Over and over, he was called a “kid” by his attorneys. They continually reminded the jury that Mohamud was only 19 when he punched in a cell phone number, which was supposed to detonate a bomb in Pioneer Courthouse Square, where thousands of people gathered for a Christmas tree lighting two years ago.

“How do we get a conflicted kid pushing the button…?” asked assistant public defender Stephen Sady. “He’s trying to live through a difficult late adolescence.”

His attorneys found an expert who said Mohamud’s brain was still developing. It almost sounded like the poor kid was still learning to talk – and not an engineering student at Oregon State University.

In his closing argument this week, Sady told the jury that if they looked at Mohamud in the flesh and blood they would see, “This is a good kid.”

Clearly, the jurors looked and saw something else. Perhaps they saw a young man who wanted to kill them.

This is the hardest part for Portland residents sympathetic to Mohamud. He might hate their guts – even though they’re the kind of people who instantly reach out to help desperate Somali immigrants like Mohamud and his family.

It’s easier to blame the FBI for brainwashing a poor kid. Kind of like the three Mohamud supporters I met at the federal courthouse, who were hopeful of acquittal.

We had gathered in the lobby Wednesday after the case had gone to the jury. Two of them were friendly, grandmotherly women who eagerly followed the trial. One was a member of Portland Copwatch and didn’t miss a day.

“If I were on the jury, it would be hung,” she told me Wednesday. She had sized up the jury, and one juror bothered her.

“I could tell by her body language, she didn’t like Sady when he was speaking,” she said.

The second woman spotted Sady leaving the building as we chatted and called out to him, “You were good!”

The third Mohamud supporter was a beatific young woman with a long blonde braid.

“I’m here as a human,” she said.

I sat next to her in court the day before. She would smile occasionally at no one in particular. Ever-so-slightly she would nod her head up and down, as if she were keeping time to something or saying a silent blessing.

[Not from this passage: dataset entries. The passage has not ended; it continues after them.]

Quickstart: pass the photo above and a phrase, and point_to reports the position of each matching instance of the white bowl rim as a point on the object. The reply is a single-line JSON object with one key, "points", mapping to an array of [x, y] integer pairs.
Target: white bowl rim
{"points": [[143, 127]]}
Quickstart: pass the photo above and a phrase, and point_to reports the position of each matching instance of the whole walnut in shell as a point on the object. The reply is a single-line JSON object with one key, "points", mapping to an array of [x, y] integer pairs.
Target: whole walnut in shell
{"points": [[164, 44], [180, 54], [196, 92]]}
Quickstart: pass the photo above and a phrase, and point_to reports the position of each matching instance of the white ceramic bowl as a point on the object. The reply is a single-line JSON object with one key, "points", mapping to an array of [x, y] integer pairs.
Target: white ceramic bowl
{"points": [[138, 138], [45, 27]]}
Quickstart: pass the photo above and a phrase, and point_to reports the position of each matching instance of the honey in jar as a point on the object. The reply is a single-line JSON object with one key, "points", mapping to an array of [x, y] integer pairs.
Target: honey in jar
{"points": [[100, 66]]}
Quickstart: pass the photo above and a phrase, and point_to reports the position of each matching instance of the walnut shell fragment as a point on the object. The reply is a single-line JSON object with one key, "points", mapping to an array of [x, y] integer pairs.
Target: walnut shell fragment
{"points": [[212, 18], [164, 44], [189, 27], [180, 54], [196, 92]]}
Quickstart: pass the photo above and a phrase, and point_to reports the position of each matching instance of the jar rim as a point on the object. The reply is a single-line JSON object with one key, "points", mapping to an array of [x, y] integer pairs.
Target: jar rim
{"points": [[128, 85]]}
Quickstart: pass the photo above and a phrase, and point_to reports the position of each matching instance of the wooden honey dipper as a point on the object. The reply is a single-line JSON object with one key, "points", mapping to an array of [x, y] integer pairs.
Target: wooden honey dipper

She told me during a recess that she had taken so many notes the previous day that her hand cramped up and still hurt.

These three women were surely disappointed in the verdict. They, too, probably want Mohamud’s attorneys to file an appeal.

The law allows Mohamud to make his own decision not to appeal, providing he does so knowingly, intelligently and voluntarily – with no coercion or duress. By doing so, he would no longer look like the immature, vulnerable follower who cannot stand up to authority.

The defense compared Mohamud to the men in the Milgram psychological experiment at Yale University in the 1960’s. More than half of the men in the experiment obediently delivered electrical shocks to another person when ordered to do so.

The FBI entrapped Mohamud in “a social experiment from hell. It’s Milgram on steroids,” his attorney charged.

Mohamud can now show he’s nobody’s lab rat or legal pawn. He can accept the consequences of what he – and he alone – has done, even if the current authority figures in his life want him to do something else.